Sherwin-Williams and Valspar Corp. announced that they have entered into a definitive agreement under which Sherwin-Williams will acquire Valspar for $113 per share, in a transaction with an enterprise value of approximately $11.3 million. The transaction has been unanimously approved by the boards of directors of both companies.
Sherwin-Williams and Valspar have highly complementary paints and coating offerings, and this combination enhances Sherwin-Williams' position as a global paint and coating supplier.
Transaction results across a diversified range of strong brands and technologies accelerate Sherwin-Williams' growth strategy by expanding its global platform in Asia-Pacific and EMEA, and also adds new capabilities in the packaging and coil segments.

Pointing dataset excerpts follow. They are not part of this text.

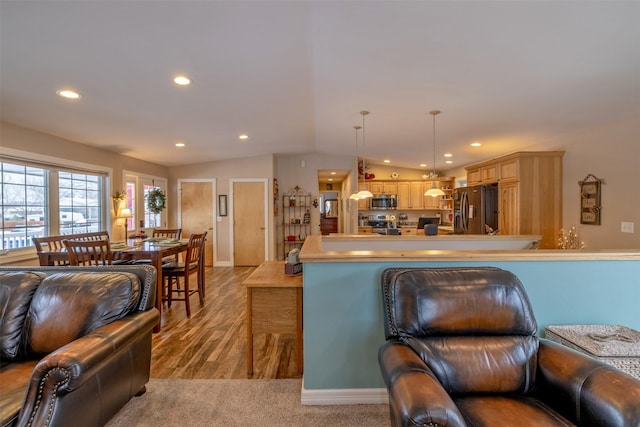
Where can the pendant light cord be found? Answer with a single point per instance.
(434, 113)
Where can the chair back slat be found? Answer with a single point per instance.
(171, 233)
(195, 249)
(89, 252)
(55, 243)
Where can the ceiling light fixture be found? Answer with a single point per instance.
(364, 194)
(355, 196)
(68, 93)
(434, 191)
(182, 80)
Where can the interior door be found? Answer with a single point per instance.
(248, 223)
(197, 213)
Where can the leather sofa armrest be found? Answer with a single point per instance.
(416, 398)
(585, 389)
(68, 368)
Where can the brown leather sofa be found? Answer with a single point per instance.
(75, 342)
(461, 350)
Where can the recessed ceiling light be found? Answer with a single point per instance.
(182, 80)
(68, 93)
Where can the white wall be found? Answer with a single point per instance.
(291, 172)
(611, 153)
(29, 141)
(260, 167)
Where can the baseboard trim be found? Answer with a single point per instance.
(349, 396)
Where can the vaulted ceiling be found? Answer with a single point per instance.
(294, 75)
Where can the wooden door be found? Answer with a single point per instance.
(197, 213)
(509, 212)
(248, 223)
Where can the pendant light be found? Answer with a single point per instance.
(354, 196)
(434, 191)
(363, 194)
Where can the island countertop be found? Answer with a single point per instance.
(340, 248)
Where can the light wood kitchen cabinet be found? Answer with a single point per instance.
(404, 191)
(473, 176)
(390, 187)
(376, 187)
(383, 187)
(529, 193)
(430, 202)
(509, 169)
(489, 173)
(508, 208)
(416, 195)
(363, 204)
(406, 231)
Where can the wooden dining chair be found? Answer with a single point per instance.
(169, 233)
(89, 252)
(172, 272)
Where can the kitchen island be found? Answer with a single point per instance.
(343, 310)
(377, 242)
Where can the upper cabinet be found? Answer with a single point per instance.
(485, 174)
(411, 194)
(529, 192)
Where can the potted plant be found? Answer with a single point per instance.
(156, 200)
(118, 197)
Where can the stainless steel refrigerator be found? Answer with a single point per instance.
(475, 207)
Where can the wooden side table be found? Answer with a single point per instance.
(274, 306)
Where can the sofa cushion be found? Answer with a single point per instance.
(16, 291)
(67, 306)
(455, 301)
(480, 364)
(14, 381)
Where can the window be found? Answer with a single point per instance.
(24, 204)
(47, 200)
(80, 206)
(137, 187)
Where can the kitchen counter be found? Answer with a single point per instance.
(411, 243)
(343, 302)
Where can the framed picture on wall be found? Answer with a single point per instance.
(590, 206)
(222, 205)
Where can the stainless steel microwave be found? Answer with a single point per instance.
(383, 202)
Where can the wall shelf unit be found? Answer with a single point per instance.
(296, 218)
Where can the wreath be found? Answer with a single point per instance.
(156, 200)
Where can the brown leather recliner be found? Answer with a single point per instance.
(461, 350)
(75, 342)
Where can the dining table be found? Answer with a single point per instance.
(154, 250)
(151, 249)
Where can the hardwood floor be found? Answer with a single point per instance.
(213, 342)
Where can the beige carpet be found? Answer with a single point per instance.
(228, 403)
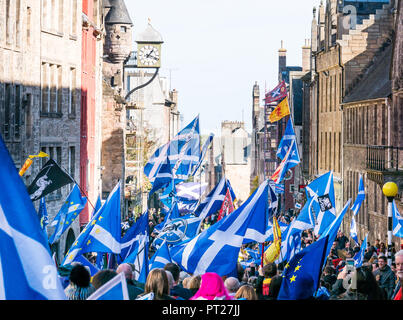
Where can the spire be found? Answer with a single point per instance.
(118, 13)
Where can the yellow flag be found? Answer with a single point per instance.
(282, 110)
(29, 161)
(273, 251)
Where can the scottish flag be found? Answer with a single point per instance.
(161, 257)
(323, 189)
(172, 214)
(43, 215)
(360, 197)
(84, 261)
(114, 289)
(216, 248)
(103, 232)
(178, 231)
(203, 152)
(291, 238)
(176, 158)
(397, 222)
(353, 230)
(334, 227)
(69, 211)
(359, 257)
(213, 202)
(302, 273)
(27, 270)
(287, 142)
(290, 160)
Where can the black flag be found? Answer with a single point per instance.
(50, 178)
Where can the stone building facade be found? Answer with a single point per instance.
(39, 90)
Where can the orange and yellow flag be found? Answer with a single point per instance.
(273, 251)
(282, 110)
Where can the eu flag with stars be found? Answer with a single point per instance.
(302, 273)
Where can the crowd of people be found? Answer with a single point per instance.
(374, 280)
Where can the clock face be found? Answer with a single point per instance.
(148, 56)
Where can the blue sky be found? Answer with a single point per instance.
(215, 50)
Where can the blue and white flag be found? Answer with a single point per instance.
(161, 257)
(84, 261)
(43, 215)
(69, 211)
(323, 189)
(214, 200)
(176, 158)
(27, 270)
(291, 239)
(171, 215)
(360, 197)
(178, 231)
(137, 234)
(353, 230)
(333, 228)
(114, 289)
(203, 152)
(359, 257)
(216, 248)
(287, 141)
(103, 232)
(397, 222)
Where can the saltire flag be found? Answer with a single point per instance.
(50, 178)
(227, 206)
(273, 251)
(290, 160)
(178, 231)
(397, 222)
(353, 230)
(279, 92)
(176, 158)
(282, 110)
(213, 202)
(216, 248)
(161, 257)
(43, 215)
(29, 161)
(114, 289)
(360, 197)
(203, 152)
(291, 238)
(139, 258)
(27, 270)
(302, 273)
(98, 206)
(69, 211)
(137, 234)
(332, 229)
(172, 214)
(323, 189)
(286, 141)
(84, 261)
(359, 257)
(103, 232)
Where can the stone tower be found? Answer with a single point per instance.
(117, 48)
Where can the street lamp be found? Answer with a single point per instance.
(390, 189)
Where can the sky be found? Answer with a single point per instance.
(215, 50)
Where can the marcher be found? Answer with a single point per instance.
(131, 288)
(385, 276)
(80, 287)
(246, 292)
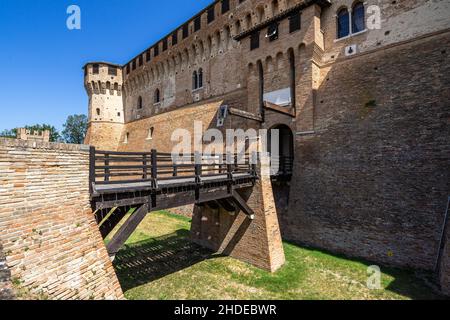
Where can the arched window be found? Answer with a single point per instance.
(343, 23)
(157, 96)
(200, 78)
(358, 18)
(194, 80)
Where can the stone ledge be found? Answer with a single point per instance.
(6, 142)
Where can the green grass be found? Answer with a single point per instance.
(159, 262)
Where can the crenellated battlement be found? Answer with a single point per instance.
(25, 134)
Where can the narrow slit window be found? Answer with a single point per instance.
(343, 23)
(358, 18)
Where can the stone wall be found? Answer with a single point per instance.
(373, 180)
(444, 276)
(49, 235)
(6, 292)
(257, 241)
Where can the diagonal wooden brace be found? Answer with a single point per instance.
(243, 205)
(126, 230)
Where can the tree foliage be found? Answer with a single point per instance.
(54, 134)
(75, 129)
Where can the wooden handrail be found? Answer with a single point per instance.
(113, 167)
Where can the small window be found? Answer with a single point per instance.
(174, 38)
(185, 31)
(272, 32)
(200, 78)
(197, 23)
(254, 41)
(112, 71)
(194, 80)
(211, 14)
(157, 96)
(294, 22)
(225, 6)
(358, 18)
(343, 23)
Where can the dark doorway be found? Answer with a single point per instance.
(282, 173)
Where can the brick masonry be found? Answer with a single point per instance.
(373, 180)
(371, 174)
(254, 241)
(445, 263)
(49, 235)
(6, 290)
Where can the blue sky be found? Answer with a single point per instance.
(41, 80)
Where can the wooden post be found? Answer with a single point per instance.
(144, 162)
(91, 169)
(155, 168)
(107, 171)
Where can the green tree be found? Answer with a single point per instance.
(75, 129)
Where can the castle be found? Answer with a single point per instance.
(360, 91)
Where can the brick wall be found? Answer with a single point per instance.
(373, 180)
(6, 292)
(444, 276)
(49, 235)
(257, 241)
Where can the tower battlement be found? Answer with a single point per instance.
(25, 134)
(103, 83)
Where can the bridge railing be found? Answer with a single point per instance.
(112, 167)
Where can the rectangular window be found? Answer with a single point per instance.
(272, 32)
(294, 22)
(254, 41)
(197, 23)
(211, 15)
(112, 71)
(175, 38)
(225, 6)
(185, 31)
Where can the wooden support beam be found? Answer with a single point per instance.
(227, 204)
(127, 229)
(243, 205)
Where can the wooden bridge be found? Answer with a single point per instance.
(152, 181)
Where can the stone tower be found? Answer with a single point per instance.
(103, 83)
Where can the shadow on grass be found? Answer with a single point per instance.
(415, 284)
(152, 259)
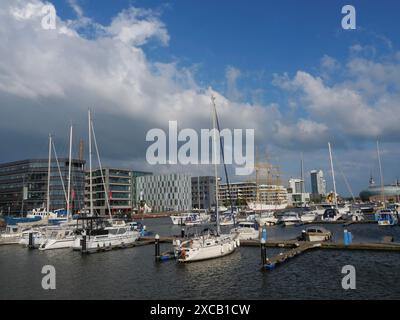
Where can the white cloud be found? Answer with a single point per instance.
(76, 7)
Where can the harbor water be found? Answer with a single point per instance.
(133, 273)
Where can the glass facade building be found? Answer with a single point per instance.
(120, 189)
(23, 185)
(165, 192)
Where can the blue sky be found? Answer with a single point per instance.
(286, 68)
(258, 37)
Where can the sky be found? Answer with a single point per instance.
(286, 69)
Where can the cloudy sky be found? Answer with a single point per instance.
(284, 68)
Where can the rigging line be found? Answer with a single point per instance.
(223, 159)
(101, 170)
(345, 179)
(59, 170)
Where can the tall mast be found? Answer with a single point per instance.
(69, 174)
(48, 177)
(90, 163)
(302, 184)
(381, 174)
(333, 174)
(215, 162)
(198, 189)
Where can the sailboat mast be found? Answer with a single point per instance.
(215, 162)
(381, 174)
(333, 174)
(198, 189)
(48, 177)
(69, 174)
(302, 184)
(90, 163)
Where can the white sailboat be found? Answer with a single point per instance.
(332, 214)
(62, 237)
(267, 218)
(247, 231)
(114, 234)
(208, 245)
(385, 216)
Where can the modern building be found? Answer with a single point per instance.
(243, 193)
(23, 185)
(375, 192)
(135, 197)
(203, 192)
(296, 185)
(318, 183)
(118, 190)
(165, 192)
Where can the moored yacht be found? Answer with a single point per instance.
(267, 218)
(37, 238)
(102, 235)
(332, 214)
(290, 218)
(247, 231)
(308, 217)
(61, 238)
(317, 234)
(208, 245)
(387, 217)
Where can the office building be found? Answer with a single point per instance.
(318, 184)
(165, 192)
(203, 192)
(23, 185)
(243, 193)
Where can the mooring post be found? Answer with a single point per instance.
(83, 245)
(157, 246)
(263, 252)
(264, 233)
(31, 241)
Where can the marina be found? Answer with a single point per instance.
(133, 273)
(199, 150)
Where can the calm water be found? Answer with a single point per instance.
(133, 274)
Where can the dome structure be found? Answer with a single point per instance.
(390, 192)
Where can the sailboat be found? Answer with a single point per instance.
(385, 216)
(333, 213)
(107, 234)
(209, 244)
(64, 236)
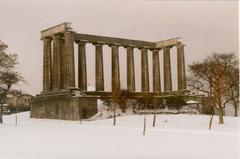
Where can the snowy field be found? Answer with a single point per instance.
(174, 137)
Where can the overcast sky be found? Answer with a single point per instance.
(205, 27)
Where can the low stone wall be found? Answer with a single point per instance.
(63, 106)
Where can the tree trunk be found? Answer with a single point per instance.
(236, 109)
(80, 114)
(155, 114)
(145, 120)
(210, 123)
(220, 114)
(144, 124)
(114, 114)
(1, 114)
(16, 119)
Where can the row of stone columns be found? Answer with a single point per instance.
(59, 72)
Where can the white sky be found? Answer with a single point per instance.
(205, 26)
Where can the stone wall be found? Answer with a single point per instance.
(63, 106)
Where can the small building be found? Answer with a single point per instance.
(22, 102)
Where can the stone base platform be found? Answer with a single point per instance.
(64, 105)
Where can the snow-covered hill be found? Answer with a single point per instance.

The combined company would have 2015 Ebitda Revenue and Adjustments (including estimated annual synergies) of approximately $15.6 billion and $2.8 billion, respectively, with approximately 58,000 employees.
The transaction is expected to close by the end of the first quarter of 2017. It is subject to Valspar shareholder approval and customary closing conditions, including the expiration or termination of the applicable waiting period under the Hart-Scott-Rodino Antitrust Improvement Act, and regulatory approvals in other jurisdictions. Both companies believe the combination will benefit customers and that it will receive all necessary regulatory clearances.
Sherwin-Williams intends to fund the transaction through a combination of cash, liquidity available under existing facilities and new debt. Sherwin-Williams has secured funding from Citigroup Global Markets Inc. in support of the transaction and has committed to maintaining its current dividend and rapid deleveraging using significant free cash flow.